If the data from the lender does not have the term "mortgage" in the account name, Experian treats all indebtedness requiring fixed monthly payment as installment debt.
If this seems like treating parking tickets received on Saturdays as third degree felonies, join the club.
Indebtedness categorized as installment debt is fine with lenders, as long as it is a small portion of a person's gross family income. As this is the type of lending used to finance consumption ( if not impulse ) purchases such as cars, large screen televisions, hot tubs, boats, and other rapidly depreciating assets, only a fool or spendthrift will allow his total indebtedness in the subtotal of "installment debt" to rise beyond a small portion of his gross family income.
If by an illogical and arbitrary process, the credit bureau adds the amount of your long term fixed rate home equity loan to those actual installment purchases your made, you get an enormous number which should shock any rational credit officer.
There is absolutely no disclosure of this arbitrary and illogical categorization decision by credit bureau Experian. Therefore if you have an unblemished history of making every one of your payments on time and have prudent and conservative purchasing habits, yet are treated as a virtual leper by those in the credit field, perhaps your home equity loan is the root cause of your misery.
If you feel that making of public policy by a credit bureau is inappropriate, you might let regulators ( FTC and CFPB ) know of your feelings. Edited will send a typed letter or email to your public officials gratis to convey your thoughts. You can now feek empowered to deal with this nonsense.
Edited to remove a political link - llecs, myFICO moderator
@Anonymous wrote:One of the undisclosed pitfalls of the consumer credit field for homeowners is that Experian treats 30 year fixed rate home equity loans as "installment debt", not as "real estate debt".
Thankfully, FICO (and lenders) treat mortgage loans and other installment debt virtually the same. Even if Experian made the switch, assuming that is the case, your score wouldn't change any.
In the OP's post above, there was a question about HELOCs which differ from mortgage loans. And as an update from my 2 yr old post, newer FICO versions treat them as a loan as opposed to a revolving TL.

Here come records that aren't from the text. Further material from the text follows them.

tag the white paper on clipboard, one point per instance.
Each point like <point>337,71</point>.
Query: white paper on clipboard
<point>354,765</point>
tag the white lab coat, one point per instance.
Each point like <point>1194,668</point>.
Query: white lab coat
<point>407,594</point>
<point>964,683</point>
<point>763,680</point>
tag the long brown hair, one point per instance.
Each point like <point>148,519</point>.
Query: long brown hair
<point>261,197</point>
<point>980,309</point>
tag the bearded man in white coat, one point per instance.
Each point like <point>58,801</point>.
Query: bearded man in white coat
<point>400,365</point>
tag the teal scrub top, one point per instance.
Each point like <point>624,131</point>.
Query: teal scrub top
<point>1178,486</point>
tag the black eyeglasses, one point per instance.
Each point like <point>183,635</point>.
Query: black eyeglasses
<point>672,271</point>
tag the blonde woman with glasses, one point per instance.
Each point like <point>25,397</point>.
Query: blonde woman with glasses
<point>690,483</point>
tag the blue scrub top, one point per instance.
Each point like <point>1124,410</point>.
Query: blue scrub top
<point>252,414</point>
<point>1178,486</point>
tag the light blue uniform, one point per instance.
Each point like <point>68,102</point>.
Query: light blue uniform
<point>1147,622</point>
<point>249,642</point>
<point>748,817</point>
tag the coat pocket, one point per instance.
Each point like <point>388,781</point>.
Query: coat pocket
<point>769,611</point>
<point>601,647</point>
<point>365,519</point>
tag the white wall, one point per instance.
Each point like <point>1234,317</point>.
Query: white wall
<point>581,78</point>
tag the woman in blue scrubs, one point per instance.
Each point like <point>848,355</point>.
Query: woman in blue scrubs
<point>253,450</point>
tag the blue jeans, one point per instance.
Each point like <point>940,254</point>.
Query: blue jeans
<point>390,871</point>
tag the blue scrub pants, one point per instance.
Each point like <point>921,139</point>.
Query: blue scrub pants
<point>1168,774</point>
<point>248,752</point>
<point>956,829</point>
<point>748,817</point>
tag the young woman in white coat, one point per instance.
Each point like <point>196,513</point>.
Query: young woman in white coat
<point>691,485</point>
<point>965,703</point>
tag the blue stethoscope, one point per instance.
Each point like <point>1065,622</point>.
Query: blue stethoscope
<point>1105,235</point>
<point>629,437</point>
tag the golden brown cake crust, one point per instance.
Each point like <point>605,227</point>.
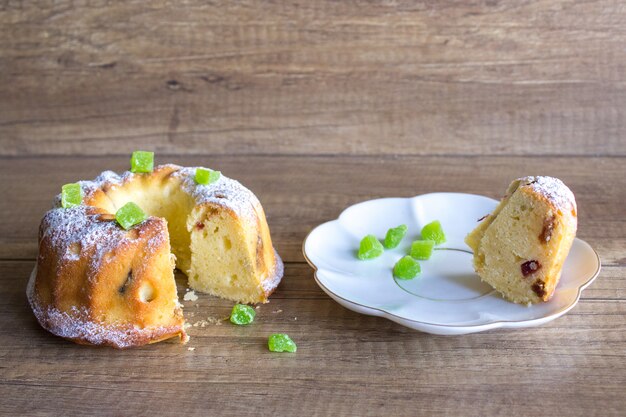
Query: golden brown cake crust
<point>92,277</point>
<point>520,248</point>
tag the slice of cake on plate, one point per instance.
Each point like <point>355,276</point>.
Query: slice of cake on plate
<point>519,249</point>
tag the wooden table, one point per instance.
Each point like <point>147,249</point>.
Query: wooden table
<point>315,106</point>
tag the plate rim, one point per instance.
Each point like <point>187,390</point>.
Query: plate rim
<point>472,327</point>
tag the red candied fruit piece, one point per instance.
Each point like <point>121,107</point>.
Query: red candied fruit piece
<point>530,267</point>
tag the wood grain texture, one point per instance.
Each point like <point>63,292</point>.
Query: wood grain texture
<point>299,193</point>
<point>316,105</point>
<point>346,364</point>
<point>313,77</point>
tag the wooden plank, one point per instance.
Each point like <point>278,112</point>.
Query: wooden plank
<point>300,193</point>
<point>346,363</point>
<point>324,77</point>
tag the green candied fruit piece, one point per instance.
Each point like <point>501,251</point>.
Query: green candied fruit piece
<point>280,342</point>
<point>71,195</point>
<point>394,236</point>
<point>129,215</point>
<point>207,176</point>
<point>433,231</point>
<point>370,248</point>
<point>242,314</point>
<point>422,249</point>
<point>406,268</point>
<point>142,161</point>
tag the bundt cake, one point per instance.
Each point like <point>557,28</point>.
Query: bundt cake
<point>97,283</point>
<point>519,249</point>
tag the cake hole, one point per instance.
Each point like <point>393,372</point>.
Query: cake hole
<point>127,281</point>
<point>147,293</point>
<point>75,248</point>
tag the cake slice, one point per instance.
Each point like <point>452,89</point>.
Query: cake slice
<point>519,249</point>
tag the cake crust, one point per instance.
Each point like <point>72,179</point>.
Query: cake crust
<point>520,248</point>
<point>96,283</point>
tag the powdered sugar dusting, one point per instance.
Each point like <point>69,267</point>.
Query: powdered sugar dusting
<point>553,189</point>
<point>225,192</point>
<point>76,324</point>
<point>270,284</point>
<point>81,229</point>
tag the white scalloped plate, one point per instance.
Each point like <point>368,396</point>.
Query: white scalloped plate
<point>448,297</point>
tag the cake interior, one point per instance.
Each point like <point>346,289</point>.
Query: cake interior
<point>209,243</point>
<point>507,247</point>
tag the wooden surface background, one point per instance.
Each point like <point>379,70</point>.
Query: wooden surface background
<point>316,105</point>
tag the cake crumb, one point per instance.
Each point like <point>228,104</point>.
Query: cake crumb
<point>190,296</point>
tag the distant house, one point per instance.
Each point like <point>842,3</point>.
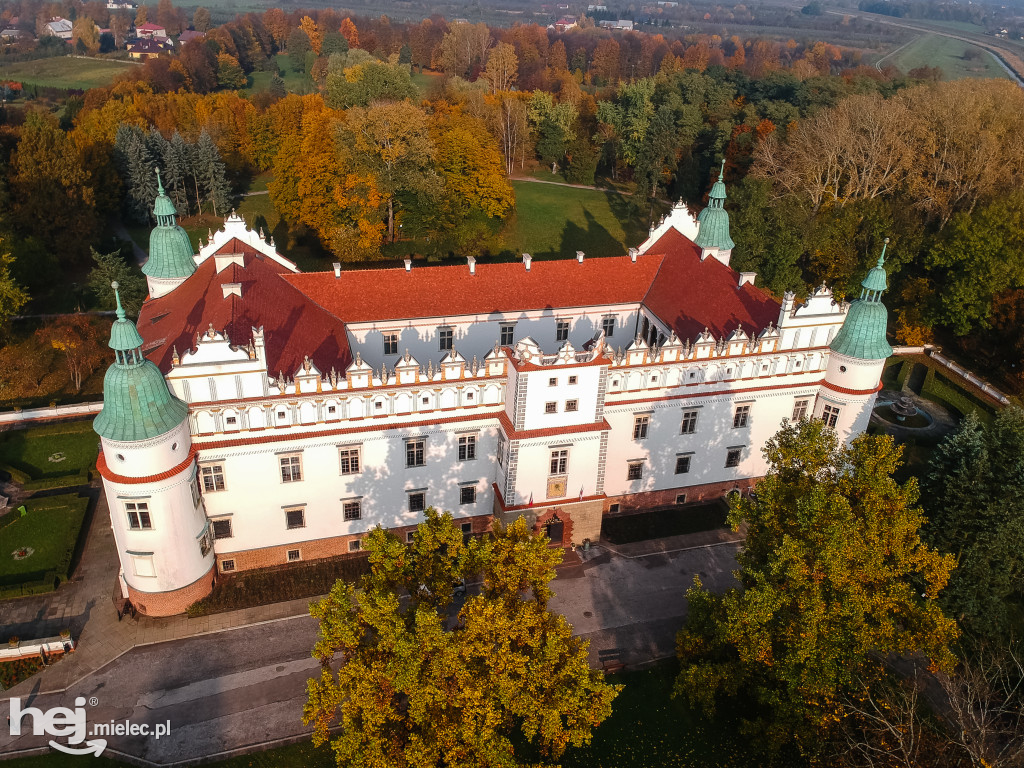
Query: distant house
<point>58,27</point>
<point>147,48</point>
<point>151,31</point>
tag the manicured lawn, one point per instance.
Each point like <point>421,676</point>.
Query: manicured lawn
<point>947,54</point>
<point>65,72</point>
<point>557,221</point>
<point>50,529</point>
<point>49,452</point>
<point>663,522</point>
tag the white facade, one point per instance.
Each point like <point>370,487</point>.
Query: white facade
<point>516,410</point>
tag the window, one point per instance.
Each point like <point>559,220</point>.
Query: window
<point>740,418</point>
<point>829,415</point>
<point>349,460</point>
<point>640,424</point>
<point>467,448</point>
<point>689,422</point>
<point>800,410</point>
<point>415,452</point>
<point>205,542</point>
<point>352,510</point>
<point>138,515</point>
<point>417,501</point>
<point>213,477</point>
<point>559,461</point>
<point>291,468</point>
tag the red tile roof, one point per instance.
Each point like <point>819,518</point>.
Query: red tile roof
<point>689,294</point>
<point>293,326</point>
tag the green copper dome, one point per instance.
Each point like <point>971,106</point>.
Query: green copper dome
<point>137,403</point>
<point>714,219</point>
<point>170,249</point>
<point>863,333</point>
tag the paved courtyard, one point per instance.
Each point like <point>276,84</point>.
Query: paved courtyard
<point>241,688</point>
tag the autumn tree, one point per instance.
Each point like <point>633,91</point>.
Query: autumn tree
<point>503,68</point>
<point>112,267</point>
<point>834,576</point>
<point>390,140</point>
<point>77,338</point>
<point>413,688</point>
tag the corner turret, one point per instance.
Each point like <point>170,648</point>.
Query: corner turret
<point>856,359</point>
<point>713,237</point>
<point>171,258</point>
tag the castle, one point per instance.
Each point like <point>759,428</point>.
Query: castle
<point>257,416</point>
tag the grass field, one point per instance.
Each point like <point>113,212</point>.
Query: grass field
<point>65,72</point>
<point>50,529</point>
<point>947,54</point>
<point>647,729</point>
<point>73,450</point>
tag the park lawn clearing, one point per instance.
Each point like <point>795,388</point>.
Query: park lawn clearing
<point>556,221</point>
<point>66,72</point>
<point>48,531</point>
<point>947,54</point>
<point>51,456</point>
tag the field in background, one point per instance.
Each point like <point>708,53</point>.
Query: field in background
<point>947,54</point>
<point>65,72</point>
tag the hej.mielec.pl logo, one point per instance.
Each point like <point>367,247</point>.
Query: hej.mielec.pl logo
<point>62,721</point>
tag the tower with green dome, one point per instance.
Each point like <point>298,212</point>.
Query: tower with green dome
<point>713,235</point>
<point>148,469</point>
<point>856,358</point>
<point>171,258</point>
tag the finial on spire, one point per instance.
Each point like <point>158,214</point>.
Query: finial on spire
<point>117,298</point>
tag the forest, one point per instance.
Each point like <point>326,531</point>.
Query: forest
<point>367,159</point>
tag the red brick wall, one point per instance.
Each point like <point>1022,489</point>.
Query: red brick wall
<point>630,503</point>
<point>320,548</point>
<point>171,603</point>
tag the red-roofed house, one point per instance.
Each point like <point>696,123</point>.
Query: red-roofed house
<point>322,404</point>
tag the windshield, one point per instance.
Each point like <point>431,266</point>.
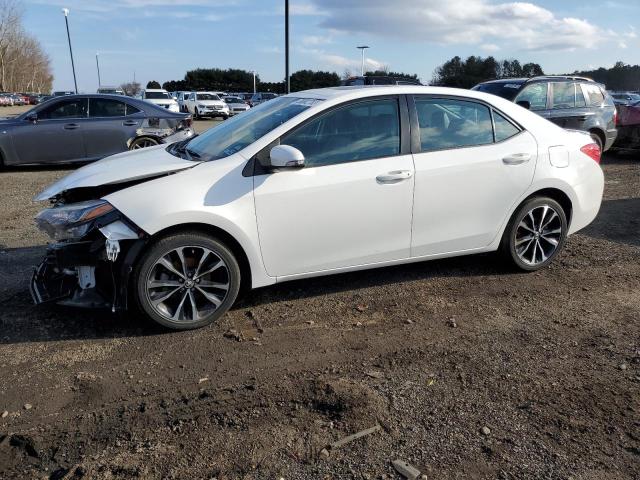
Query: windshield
<point>156,95</point>
<point>207,96</point>
<point>235,134</point>
<point>502,89</point>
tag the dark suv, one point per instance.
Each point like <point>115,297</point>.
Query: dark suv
<point>576,103</point>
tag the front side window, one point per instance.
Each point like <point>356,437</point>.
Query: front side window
<point>449,123</point>
<point>74,108</point>
<point>102,107</point>
<point>564,95</point>
<point>593,94</point>
<point>535,94</point>
<point>359,131</point>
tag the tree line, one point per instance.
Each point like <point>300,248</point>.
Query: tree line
<point>620,77</point>
<point>24,65</point>
<point>467,73</point>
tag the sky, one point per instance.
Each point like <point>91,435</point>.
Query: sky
<point>162,39</point>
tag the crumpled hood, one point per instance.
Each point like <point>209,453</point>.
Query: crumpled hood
<point>120,168</point>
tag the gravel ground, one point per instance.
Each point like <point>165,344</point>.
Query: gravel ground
<point>471,371</point>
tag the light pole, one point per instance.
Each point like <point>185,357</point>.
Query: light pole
<point>66,21</point>
<point>98,67</point>
<point>286,45</point>
<point>362,48</point>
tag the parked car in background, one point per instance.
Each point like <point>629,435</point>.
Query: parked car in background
<point>110,90</point>
<point>236,105</point>
<point>628,125</point>
<point>625,98</point>
<point>6,100</point>
<point>379,80</point>
<point>19,100</point>
<point>160,97</point>
<point>261,97</point>
<point>574,103</point>
<point>315,183</point>
<point>182,99</point>
<point>206,104</point>
<point>82,128</point>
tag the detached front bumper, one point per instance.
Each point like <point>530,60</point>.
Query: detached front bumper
<point>81,274</point>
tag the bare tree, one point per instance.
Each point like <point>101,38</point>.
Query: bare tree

I have a 95K home equite line of credit that is showing revolving type credit on transunion and equifax making it look like I have almost 100K in revolving debt. Is this expected and is there anything I can do about it? This is through USBank and was taken out in April of 2008 but today January 2012 is being reporting as revolving and the top reason for my 657 credit rating listed on the analysis. I would like to refinance my first mortgage and need a higher credit score asap. Any help would be greatly appreciated.